Si iscrisse alla Facoltà di Lettere laureandosi nel 1929 con una tesi su Federico De Roberto.

Trasferitosi a Roma, oltre ad insegnare, Brancati inizia l'attività di giornalista: dapprima scrive per Il Tevere e, in seguito, dal 1933 in poi, per il settimanale letterario Quadrivio. La sua formazione giovanile viene segnata da un'ideologia irrazionalista che entra in crisi quando da Catania si trasferisce a Roma dove ha modo di frequentare intellettuali crociani e democratici che gli aprono un orizzonte culturale europeo.


Le opere di regime e la crisi politica
La sua attività letteraria inizia con opere "di regime" e pertanto animate da intenti propagandistici di stampo fascista come il poema drammatico Fedor del 1928, i drammi Everest del 1931 e Piave del 1932 e il romanzo L'amico del vincitore. Nel 1934 pubblica il romanzo Singolare avventura di viaggio dove appaiono per la prima volta i temi legati ai problemi dell'esistenza e all'erotismo.

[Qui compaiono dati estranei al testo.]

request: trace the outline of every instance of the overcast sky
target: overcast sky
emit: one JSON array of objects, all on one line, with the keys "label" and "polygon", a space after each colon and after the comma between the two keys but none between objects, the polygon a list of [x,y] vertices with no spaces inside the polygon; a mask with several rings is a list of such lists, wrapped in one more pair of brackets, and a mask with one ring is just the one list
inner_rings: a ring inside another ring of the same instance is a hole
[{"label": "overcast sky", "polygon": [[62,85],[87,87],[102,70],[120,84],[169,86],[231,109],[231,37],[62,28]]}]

In seguito al contatto con Alvaro, Moravia e altri scrittori di quel periodo, proprio nel '34, Brancati, matura la sua crisi politica, si distacca dalle posizioni fasciste e disconosce i suoi scritti giovanili per lo più improntati all'ideologia dell'azione.

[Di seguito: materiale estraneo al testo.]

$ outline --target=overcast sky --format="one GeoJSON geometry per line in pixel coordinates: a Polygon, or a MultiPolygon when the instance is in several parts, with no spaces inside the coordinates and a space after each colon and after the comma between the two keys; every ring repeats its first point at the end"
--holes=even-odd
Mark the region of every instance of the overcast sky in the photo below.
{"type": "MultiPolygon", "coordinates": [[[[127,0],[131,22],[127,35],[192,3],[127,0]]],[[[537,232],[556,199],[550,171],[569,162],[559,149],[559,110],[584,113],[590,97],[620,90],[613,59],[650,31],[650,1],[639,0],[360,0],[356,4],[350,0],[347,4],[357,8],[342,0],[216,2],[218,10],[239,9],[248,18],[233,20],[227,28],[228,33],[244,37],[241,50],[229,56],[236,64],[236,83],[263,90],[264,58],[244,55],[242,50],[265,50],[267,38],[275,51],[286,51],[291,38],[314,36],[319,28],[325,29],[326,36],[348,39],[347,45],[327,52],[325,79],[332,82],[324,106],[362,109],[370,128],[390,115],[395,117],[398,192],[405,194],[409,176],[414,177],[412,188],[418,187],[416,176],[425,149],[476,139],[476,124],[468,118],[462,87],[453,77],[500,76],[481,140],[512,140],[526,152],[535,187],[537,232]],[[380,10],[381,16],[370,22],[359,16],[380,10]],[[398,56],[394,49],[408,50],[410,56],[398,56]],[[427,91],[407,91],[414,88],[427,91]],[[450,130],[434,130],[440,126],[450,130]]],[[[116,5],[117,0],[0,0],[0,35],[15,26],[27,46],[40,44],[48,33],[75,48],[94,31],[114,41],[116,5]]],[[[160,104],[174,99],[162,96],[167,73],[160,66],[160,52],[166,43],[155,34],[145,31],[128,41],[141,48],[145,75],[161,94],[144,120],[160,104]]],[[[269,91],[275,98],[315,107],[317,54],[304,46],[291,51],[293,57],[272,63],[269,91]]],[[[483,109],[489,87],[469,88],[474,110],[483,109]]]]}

Tornato a Catania si dedica all'insegnamento e nello stesso tempo collabora al settimanale Omnibus di Leo Longanesi fino al 1939 quando la rivista viene soppressa da parte del regime fascista.


Il nuovo periodo letterario
Si dedica all'insegnamento fino al 1941, anno in cui ritorna a Roma e pubblica Gli anni perduti, da lui stesso considerato il suo primo vero romanzo, di carattere comico-simbolico ispirato a Gogol e a Cechov nel quale si avverte chiaramente l'allontanamento dall'ideologia fascista e l'amarezza verso la realtà storico-politica del suo tempo.

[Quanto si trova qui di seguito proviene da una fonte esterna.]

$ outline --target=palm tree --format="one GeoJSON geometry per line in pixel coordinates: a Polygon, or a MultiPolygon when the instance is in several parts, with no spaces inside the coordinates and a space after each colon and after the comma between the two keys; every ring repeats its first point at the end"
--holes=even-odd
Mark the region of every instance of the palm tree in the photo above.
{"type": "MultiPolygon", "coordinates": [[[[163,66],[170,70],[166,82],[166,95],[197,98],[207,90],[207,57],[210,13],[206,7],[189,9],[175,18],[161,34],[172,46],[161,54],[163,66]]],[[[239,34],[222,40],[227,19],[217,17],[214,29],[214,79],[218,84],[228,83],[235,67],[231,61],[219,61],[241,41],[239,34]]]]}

Nel 1943 verranno raccolte nel volume I piaceri le corrispondenze tratte da "Omnibus" di ispirazione anticonformista radical-liberale.

Seguono i romanzi di maggior successo come la farsa spregiudicata Don Giovanni in Sicilia pubblicato nel 1941 (da cui verrà tratto il film omonimo), il racconto tragicomico di un'impotenza sessuale Il bell'Antonio nel 1949 e il romanzo rimasto incompiuto e pubblicato postumo (1959), Paolo il caldo, storia di un'ossessione erotica alla quale si intreccia una lucida analisi del costume politico e culturale del dopoguerra.


Il matrimonio
Nel 1942 conosce, al teatro dell'Università, l'attrice Anna Proclemer con la quale inizia una relazione che sfocerà nel 1947 nel matrimonio. Da lei avrà una figlia, Antonia.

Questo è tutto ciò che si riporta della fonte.